These images are vertical sections through the glandular portion of the fundic stomach. On the left you see a low-power view through a number of glands; the parietal cells (PC) are easily seen as large, eosinophilic cells scattered in a background of more basophilic chief cells. The fundic glands are by far the most numerous ones in mammalian stomachs. There are several million in most species. Like all stomach glands, they're located in the deep parts of the tunica mucosa, surrounded by the connective tissue of the lamina propria. The gastric pits, into which the glands discharge their secretions, are not visible: they've been cropped out of the image at the top of the field.
What isn't evident in this image is the actual structure of the glands themselves, which are of the simple branched tubular shape. The image on the right has been enhanced to make this more plain. The simple branched tubular gland is an inverted Y-shape: the "neck" of the gland is the stem of the Y and it is directed towards the top of the field (i.e., the free surface and the gastric pit). At the point indicated by the arrows, the gland bifurcates into two long, tube-shaped secretory regions, in which reside the chief and parietal cells. These continue to the deepest levels of the lamina propria and butt up against the muscularis mucosae. They do NOT extend into the submucosal layer.
The fundic glands are the source of the proteases of the stomach (trypsin and chymotrypsin) and the hydrochloric acid that gives the stomach contents its pH of about 2.0. In mammals these are produced by two different cell types: the parietal cells make the acid, and the chief cells make the proteases. In other groups of animals (e.g., birds) one cell type has both functions.
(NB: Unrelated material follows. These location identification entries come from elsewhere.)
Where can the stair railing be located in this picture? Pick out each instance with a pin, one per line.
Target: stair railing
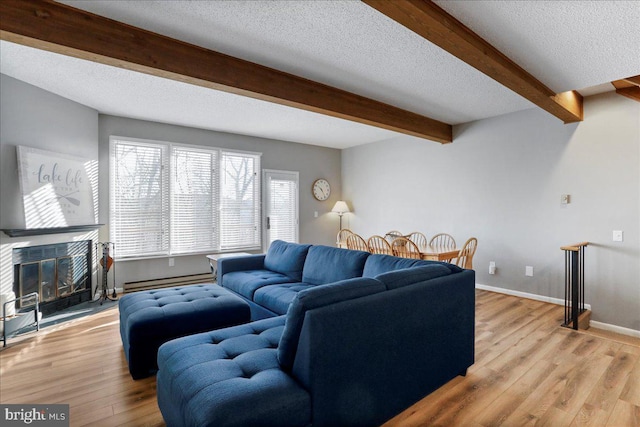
(573, 283)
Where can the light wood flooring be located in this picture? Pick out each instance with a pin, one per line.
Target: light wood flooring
(528, 371)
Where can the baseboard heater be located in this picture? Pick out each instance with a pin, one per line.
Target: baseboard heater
(167, 282)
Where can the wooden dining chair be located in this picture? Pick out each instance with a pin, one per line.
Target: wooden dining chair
(390, 236)
(465, 256)
(443, 241)
(418, 238)
(356, 242)
(379, 245)
(405, 248)
(341, 240)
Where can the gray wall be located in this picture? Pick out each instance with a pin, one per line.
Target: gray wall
(36, 118)
(312, 162)
(501, 181)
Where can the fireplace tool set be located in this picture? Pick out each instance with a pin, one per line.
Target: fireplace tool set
(107, 262)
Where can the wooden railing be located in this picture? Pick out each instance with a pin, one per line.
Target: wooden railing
(573, 283)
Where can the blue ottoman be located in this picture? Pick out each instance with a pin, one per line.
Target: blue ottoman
(148, 319)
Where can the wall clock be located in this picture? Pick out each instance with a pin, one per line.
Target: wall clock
(321, 189)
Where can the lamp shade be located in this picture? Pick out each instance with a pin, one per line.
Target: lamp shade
(340, 207)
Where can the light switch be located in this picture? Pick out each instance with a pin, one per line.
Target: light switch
(528, 271)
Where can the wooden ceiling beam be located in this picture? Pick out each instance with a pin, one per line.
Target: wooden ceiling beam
(635, 80)
(434, 24)
(629, 87)
(63, 29)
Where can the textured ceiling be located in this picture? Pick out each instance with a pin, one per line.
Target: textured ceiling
(346, 44)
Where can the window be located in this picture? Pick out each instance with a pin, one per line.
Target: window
(280, 206)
(171, 199)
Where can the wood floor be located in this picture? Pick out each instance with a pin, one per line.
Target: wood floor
(528, 371)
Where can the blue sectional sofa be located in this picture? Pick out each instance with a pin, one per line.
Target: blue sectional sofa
(338, 338)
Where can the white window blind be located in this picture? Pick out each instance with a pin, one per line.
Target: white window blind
(282, 210)
(240, 201)
(177, 199)
(139, 199)
(194, 196)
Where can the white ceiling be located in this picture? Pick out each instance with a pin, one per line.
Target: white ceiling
(346, 44)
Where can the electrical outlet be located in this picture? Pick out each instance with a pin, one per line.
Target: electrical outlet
(492, 267)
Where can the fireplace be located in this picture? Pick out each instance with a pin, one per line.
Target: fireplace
(60, 273)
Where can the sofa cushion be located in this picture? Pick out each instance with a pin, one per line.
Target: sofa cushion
(378, 264)
(246, 283)
(325, 264)
(229, 377)
(286, 258)
(315, 297)
(278, 297)
(409, 276)
(151, 318)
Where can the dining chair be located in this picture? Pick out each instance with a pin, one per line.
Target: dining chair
(405, 248)
(418, 238)
(465, 256)
(444, 241)
(379, 245)
(356, 242)
(341, 240)
(391, 235)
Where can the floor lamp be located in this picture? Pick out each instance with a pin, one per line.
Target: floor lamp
(340, 208)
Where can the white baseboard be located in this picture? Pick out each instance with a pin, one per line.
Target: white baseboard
(98, 293)
(558, 301)
(617, 329)
(536, 297)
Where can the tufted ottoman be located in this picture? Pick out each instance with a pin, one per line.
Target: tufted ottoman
(230, 377)
(150, 318)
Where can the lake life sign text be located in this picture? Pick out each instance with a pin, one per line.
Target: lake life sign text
(56, 189)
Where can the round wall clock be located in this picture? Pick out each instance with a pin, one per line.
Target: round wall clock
(321, 189)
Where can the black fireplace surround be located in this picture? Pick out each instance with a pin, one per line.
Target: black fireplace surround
(60, 273)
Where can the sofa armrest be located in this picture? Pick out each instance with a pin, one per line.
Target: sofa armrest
(367, 359)
(240, 263)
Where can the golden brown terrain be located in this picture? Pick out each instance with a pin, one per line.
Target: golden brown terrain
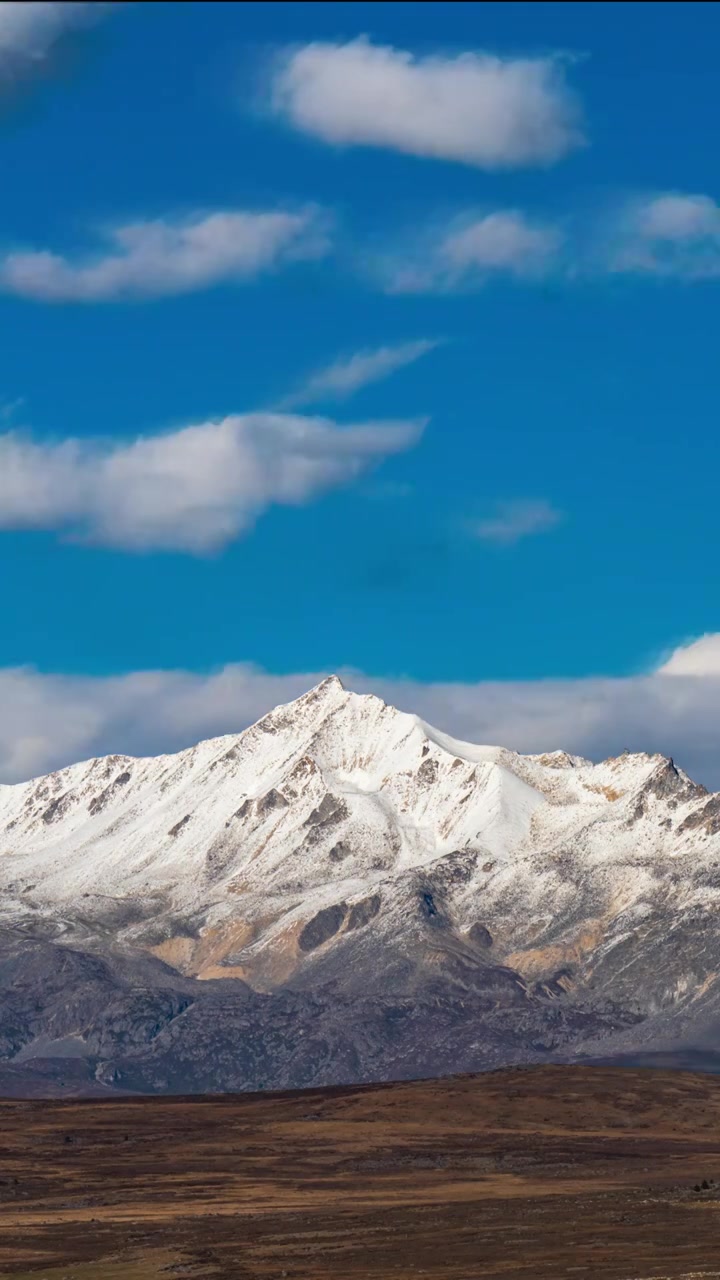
(538, 1173)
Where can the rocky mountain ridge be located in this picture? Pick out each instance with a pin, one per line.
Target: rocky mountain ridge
(343, 869)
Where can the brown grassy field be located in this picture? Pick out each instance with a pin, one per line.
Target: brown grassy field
(540, 1173)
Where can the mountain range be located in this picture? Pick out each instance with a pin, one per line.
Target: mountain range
(343, 894)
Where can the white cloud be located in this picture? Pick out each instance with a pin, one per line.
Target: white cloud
(351, 373)
(516, 520)
(30, 31)
(475, 109)
(472, 252)
(50, 720)
(194, 489)
(155, 259)
(695, 658)
(670, 234)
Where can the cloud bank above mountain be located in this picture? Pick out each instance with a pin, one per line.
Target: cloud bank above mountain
(54, 720)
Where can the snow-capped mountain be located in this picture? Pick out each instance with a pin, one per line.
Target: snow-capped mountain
(342, 849)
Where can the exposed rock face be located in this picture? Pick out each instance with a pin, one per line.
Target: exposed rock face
(341, 894)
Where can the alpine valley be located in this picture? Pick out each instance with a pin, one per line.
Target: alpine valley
(342, 894)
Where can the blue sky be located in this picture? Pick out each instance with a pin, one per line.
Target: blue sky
(532, 497)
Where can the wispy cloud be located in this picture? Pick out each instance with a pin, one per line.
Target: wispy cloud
(30, 32)
(474, 108)
(162, 257)
(191, 490)
(513, 521)
(669, 234)
(351, 373)
(473, 251)
(53, 720)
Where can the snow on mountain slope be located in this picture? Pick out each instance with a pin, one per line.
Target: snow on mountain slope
(338, 828)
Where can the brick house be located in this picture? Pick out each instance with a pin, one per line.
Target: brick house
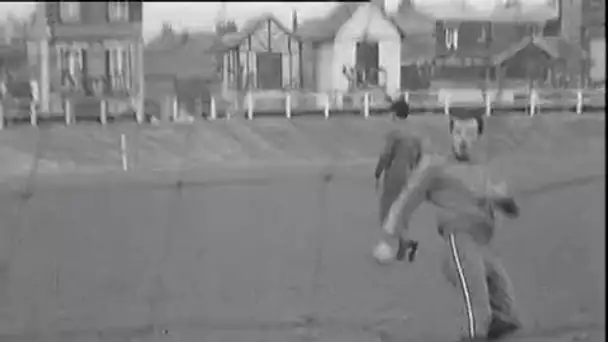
(594, 39)
(545, 52)
(179, 66)
(88, 52)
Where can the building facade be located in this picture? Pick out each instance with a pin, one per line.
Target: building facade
(594, 40)
(89, 52)
(543, 52)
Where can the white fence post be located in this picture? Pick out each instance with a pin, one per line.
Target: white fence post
(326, 109)
(288, 106)
(67, 108)
(123, 152)
(103, 112)
(1, 115)
(33, 114)
(213, 109)
(488, 104)
(579, 102)
(249, 106)
(533, 102)
(366, 105)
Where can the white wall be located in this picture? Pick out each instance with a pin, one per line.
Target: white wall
(367, 19)
(324, 65)
(598, 56)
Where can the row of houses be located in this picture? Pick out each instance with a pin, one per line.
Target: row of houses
(76, 54)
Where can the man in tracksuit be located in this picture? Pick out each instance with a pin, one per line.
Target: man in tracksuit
(466, 199)
(401, 154)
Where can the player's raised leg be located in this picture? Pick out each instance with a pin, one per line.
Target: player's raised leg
(505, 318)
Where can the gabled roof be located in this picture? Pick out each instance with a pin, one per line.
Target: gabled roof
(232, 40)
(500, 51)
(326, 28)
(555, 47)
(406, 20)
(411, 21)
(418, 49)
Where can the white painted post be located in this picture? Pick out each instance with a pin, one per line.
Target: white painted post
(1, 115)
(488, 104)
(103, 112)
(123, 152)
(67, 109)
(326, 109)
(249, 106)
(33, 114)
(35, 100)
(174, 109)
(533, 102)
(366, 105)
(213, 109)
(579, 102)
(288, 106)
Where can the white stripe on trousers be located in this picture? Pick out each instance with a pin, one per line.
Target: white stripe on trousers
(465, 288)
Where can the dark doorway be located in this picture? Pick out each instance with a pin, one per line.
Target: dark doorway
(270, 70)
(367, 63)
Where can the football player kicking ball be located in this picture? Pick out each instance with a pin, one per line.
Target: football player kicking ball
(466, 198)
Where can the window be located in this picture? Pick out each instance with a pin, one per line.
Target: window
(119, 63)
(512, 3)
(483, 34)
(70, 64)
(451, 38)
(118, 11)
(69, 11)
(553, 27)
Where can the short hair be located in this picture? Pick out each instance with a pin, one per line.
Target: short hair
(466, 114)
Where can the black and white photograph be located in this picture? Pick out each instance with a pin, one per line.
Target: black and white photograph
(373, 171)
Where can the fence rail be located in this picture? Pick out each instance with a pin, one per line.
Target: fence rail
(366, 104)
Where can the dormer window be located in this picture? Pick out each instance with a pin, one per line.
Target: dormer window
(118, 11)
(451, 38)
(69, 11)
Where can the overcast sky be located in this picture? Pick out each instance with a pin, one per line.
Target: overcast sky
(201, 15)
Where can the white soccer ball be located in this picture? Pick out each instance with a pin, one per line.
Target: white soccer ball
(383, 253)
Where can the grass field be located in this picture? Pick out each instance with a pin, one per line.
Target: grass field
(284, 255)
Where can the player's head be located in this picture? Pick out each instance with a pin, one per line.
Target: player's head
(465, 131)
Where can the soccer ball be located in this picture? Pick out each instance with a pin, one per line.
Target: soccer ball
(383, 253)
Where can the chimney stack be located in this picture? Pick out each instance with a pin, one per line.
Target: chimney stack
(379, 3)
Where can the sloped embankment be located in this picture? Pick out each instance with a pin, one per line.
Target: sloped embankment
(544, 141)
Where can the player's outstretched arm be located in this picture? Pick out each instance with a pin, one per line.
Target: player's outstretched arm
(503, 199)
(412, 195)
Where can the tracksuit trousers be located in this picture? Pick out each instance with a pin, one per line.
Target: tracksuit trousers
(487, 292)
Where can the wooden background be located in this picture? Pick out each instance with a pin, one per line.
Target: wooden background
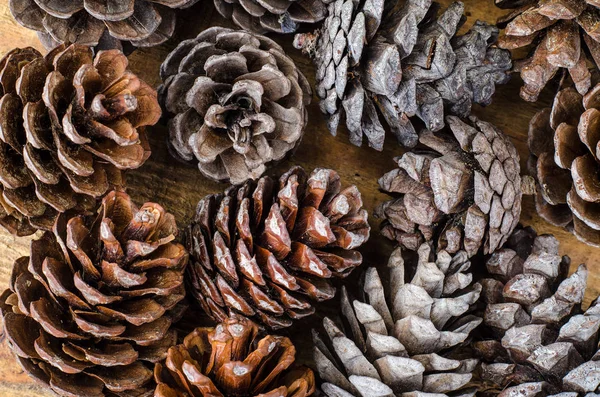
(178, 187)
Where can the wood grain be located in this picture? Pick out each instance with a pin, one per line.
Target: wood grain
(179, 186)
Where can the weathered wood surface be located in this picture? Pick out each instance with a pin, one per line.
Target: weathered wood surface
(178, 187)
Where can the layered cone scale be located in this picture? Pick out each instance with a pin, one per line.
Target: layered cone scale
(70, 124)
(232, 360)
(267, 249)
(90, 310)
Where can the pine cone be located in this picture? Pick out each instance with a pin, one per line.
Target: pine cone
(230, 360)
(565, 162)
(464, 193)
(410, 63)
(237, 103)
(272, 16)
(259, 250)
(69, 124)
(553, 30)
(541, 341)
(409, 346)
(99, 23)
(92, 306)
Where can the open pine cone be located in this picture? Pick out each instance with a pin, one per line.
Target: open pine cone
(563, 144)
(231, 360)
(409, 63)
(91, 308)
(262, 248)
(404, 339)
(266, 16)
(99, 23)
(70, 123)
(557, 32)
(540, 341)
(236, 103)
(464, 193)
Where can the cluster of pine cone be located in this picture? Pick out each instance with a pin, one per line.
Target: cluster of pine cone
(470, 302)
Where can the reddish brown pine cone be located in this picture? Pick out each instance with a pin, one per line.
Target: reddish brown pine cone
(564, 146)
(236, 103)
(263, 248)
(232, 360)
(99, 23)
(562, 34)
(463, 192)
(90, 310)
(70, 123)
(540, 342)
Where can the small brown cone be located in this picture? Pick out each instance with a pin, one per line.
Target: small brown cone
(232, 360)
(266, 250)
(90, 310)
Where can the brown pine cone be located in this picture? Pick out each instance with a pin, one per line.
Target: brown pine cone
(541, 342)
(231, 360)
(91, 307)
(236, 103)
(405, 338)
(562, 141)
(266, 16)
(408, 63)
(70, 123)
(558, 33)
(261, 249)
(99, 23)
(463, 193)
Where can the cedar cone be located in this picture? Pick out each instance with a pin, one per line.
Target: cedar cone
(405, 338)
(464, 193)
(236, 103)
(541, 342)
(230, 360)
(562, 141)
(99, 23)
(91, 308)
(266, 16)
(410, 63)
(260, 250)
(69, 124)
(553, 31)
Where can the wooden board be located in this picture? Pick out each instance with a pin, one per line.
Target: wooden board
(178, 187)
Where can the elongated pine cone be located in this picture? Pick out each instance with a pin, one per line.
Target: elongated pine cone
(261, 249)
(236, 103)
(90, 309)
(232, 360)
(563, 143)
(464, 193)
(99, 23)
(404, 338)
(70, 123)
(557, 32)
(266, 16)
(409, 63)
(541, 342)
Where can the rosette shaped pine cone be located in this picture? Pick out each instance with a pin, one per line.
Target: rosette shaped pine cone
(90, 310)
(261, 249)
(272, 16)
(99, 23)
(404, 338)
(463, 193)
(232, 360)
(236, 103)
(564, 146)
(558, 33)
(384, 62)
(70, 123)
(540, 341)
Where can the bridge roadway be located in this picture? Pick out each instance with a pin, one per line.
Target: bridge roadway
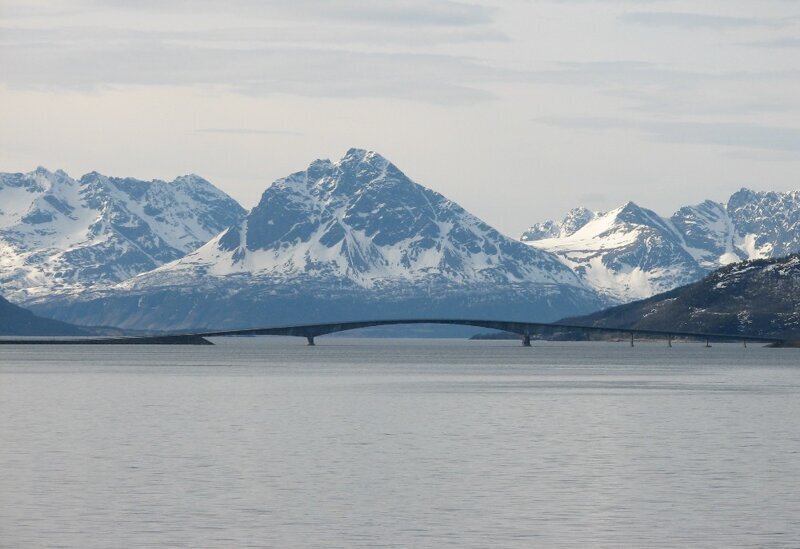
(524, 329)
(311, 331)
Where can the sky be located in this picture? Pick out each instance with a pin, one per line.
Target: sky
(518, 110)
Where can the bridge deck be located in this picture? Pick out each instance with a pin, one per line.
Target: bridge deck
(311, 331)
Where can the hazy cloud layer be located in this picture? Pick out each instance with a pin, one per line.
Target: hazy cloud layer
(755, 136)
(245, 91)
(701, 20)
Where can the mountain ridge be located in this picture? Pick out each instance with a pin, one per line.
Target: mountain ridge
(58, 234)
(632, 252)
(757, 297)
(351, 239)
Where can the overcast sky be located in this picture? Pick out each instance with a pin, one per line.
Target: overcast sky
(518, 110)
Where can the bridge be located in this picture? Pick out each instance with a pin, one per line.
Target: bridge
(526, 330)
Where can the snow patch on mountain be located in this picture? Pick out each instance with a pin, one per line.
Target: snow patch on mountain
(631, 252)
(58, 234)
(351, 239)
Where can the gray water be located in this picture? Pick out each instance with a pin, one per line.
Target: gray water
(267, 442)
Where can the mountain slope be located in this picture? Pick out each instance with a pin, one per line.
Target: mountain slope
(631, 252)
(626, 253)
(17, 321)
(759, 297)
(347, 240)
(58, 234)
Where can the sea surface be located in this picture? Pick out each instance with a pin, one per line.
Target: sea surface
(260, 442)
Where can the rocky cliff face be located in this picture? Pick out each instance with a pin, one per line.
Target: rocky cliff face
(352, 239)
(58, 234)
(632, 252)
(758, 297)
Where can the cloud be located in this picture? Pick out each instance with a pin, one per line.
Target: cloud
(777, 43)
(248, 131)
(374, 12)
(700, 21)
(66, 59)
(728, 134)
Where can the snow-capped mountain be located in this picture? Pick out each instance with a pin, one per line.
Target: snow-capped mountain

In this image the darkly stained cells are the chief cells (CC). Chunky and angular in shape, in the electron microscope they show the typical appearance of protein secreting cells. The parietal cells (PC) are eosinophilic in their staining response. The difference in staining is related to their functions. The chief cells make proteins, hence they show the typical basophilic properties of cells that do this. The parietal cells are essentially ion pumps. They have no protein secretion function and hence little RNA in their cytoplasm.
Dog stomach; H&E stain, paraffin section, 200x
This drawing should make clear the relationships between the parietal and chief cells and the extent to whcih the glands descend into the stomach wall. The muscularis mucosae marks the limit of the tunica mucosae and its underlying lamina propria; outside of that the submucosal layer begins. Hence, sinec all of the gland profiles are on the luminal side of the muscularis mucosae, these tubular secretory regions are supported and separated by the CT of the lamina propria. There isn't much of it between the tubes, as the fundic glands are very numerous and tightly packed; but it's there.
At this depth the tubular nature of the gland may not be evident. That's because the 3-dimensional glands, cut in 2 dimensions, are passing in and out of the plane of the section. Hence, if there's a bend, they will appear to be "round" in a 2-D image. Others, whose longitudinal axis is closer to the plane of the section, will appear elongated, perhaps oval. But in fact they're all tubes, cut at different angles.
Drawing by Dr. Samir El-Shafey
The architecture of the parietal and chief cells is much easier to see in this image. The parietal cell (PC) is large, round, and eosinophilic, thanks to its cytoplasmic complement of mitochondria. Since these cells have a high demand for ATP to drive the pumps that push sodium out of the cytoplasm into the lumen of the stomach, mitochondria are abundant.
The appearance of the parietal cell in the light microscope gives no hint of its extensive network of small surface invaginations. These intracellular canaliculi are blind-ended tubules that enormously increase the surface area of the cell on its luminal surface; sort of like reverse microvilli. Each such channel is a site into which chloride and hyrogen ions are pumped by active transport. From the channels they diffuse into the stomach lumen along a local concentration gradient.
The chief cell (CC) has deeply basophilic basal regions, indicative of the presence of large amounts of RER. At its apical end, the chief cell has granular inclusions; these are the packets of enzymes waiting to be released.